Menace de l’abstention

Reste à savoir si tous ces brossages dans le sens du poil des députés suffiront à aplanir les débats. La principale difficulté de l’exécutif est en effet de réussir à faire voter un texte qui se résume à un immense paradoxe : une hausse historique du budget des armées (+ 40 % par rapport à la précédente LPM, 2019-2025), mais des acquisitions en baisse ou décalées dans le temps sur presque toutes les grandes lignes capacitaires traditionnelles (blindés, frégates, aviation, etc.). Et ce en raison de l’explosion du coût de l’énergie et des matériaux – ce qui représente 30 milliards d’euros sur les 413 milliards prévus.

 

 

Certains députés LR ont d’ores et déjà brandi la menace de l’abstention. LFI, de son côté, a prévu de présenter, lundi, deux heures avant le début des discussions, son « contre-projet » de LPM. « Le travail en commission a surtout permis d’améliorer leur projet [celui de la majorité], il faut maintenant un affrontement d’idées », estime Bastien Lachaud, député (LFI) de Seine-Saint-Denis. Un contre-projet qui reprend la proposition de « conscription obligatoire » de Jean-Luc Mélenchon et veut créer le débat sur « la dissuasion post-nucléaire » alors que le renouvellement des différentes composantes de la dissuasion actuelle représente entre 50 milliards et 60 milliards d’euros, soit une hausse de 60 % par rapport à la précédente LPM.

 

Enfin, une séquence délicate se profile pour le gouvernement concernant les articles sur le cyber (31 à 35).
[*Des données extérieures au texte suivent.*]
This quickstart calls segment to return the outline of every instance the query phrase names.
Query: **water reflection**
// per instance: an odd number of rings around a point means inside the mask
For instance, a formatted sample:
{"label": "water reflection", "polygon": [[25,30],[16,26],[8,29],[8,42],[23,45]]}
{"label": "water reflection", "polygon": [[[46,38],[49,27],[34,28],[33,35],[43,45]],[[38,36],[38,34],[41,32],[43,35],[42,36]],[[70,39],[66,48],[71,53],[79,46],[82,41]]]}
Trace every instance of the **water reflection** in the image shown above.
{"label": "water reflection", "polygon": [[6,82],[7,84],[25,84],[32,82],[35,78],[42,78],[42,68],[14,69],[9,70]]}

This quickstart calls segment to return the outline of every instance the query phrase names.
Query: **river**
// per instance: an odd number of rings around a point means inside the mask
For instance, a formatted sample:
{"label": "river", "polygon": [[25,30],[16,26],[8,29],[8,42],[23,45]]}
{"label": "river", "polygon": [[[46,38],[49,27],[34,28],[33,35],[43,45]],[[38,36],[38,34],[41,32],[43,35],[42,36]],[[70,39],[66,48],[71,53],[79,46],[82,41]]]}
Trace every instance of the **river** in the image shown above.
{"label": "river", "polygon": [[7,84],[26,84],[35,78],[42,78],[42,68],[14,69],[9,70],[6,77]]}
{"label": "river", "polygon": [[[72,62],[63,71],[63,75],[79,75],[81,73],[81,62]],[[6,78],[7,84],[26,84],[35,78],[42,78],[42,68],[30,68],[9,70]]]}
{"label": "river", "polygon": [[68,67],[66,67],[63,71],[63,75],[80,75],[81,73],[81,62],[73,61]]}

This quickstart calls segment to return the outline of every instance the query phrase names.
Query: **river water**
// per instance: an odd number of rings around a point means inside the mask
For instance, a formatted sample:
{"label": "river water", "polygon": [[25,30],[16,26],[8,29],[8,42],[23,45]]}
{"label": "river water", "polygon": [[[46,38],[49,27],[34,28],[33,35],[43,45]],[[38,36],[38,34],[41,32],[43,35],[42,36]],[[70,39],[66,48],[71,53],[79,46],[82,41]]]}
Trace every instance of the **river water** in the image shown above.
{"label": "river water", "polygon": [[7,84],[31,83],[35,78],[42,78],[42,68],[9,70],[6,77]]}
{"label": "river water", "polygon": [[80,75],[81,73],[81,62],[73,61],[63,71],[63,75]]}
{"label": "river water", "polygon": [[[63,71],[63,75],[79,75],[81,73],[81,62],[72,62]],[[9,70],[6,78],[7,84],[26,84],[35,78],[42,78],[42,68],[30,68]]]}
Ils visent à renforcer les pouvoirs de l’Agence nationale de la sécurité des systèmes d’information (Anssi) pour lutter contre l’explosion des cyberattaques, en particulier celles venant d’acteurs étatiques comme la Russie ou la Chine. Ce renforcement passe notamment par un élargissement des possibilités de recueil de certaines données auprès des opérateurs de communication électronique ou de cloud, dont l’analyse peut ensuite être partagée avec la communauté du renseignement. Le texte prévoit d’importants garde-fous, mais le débat qui a eu lieu en commission des lois sur ces articles très techniques a été agité.

 

En mars, la première ministre, Elisabeth Borne, avait indiqué qu’elle ne souhaitait plus recourir à l’article 49.3 de la Constitution, qui permet de faire adopter des textes sans vote, sauf éventuellement pour les textes budgétaires. Dans un monde idéal, l’exécutif aimerait aussi que la loi soit votée avant le 14 juillet.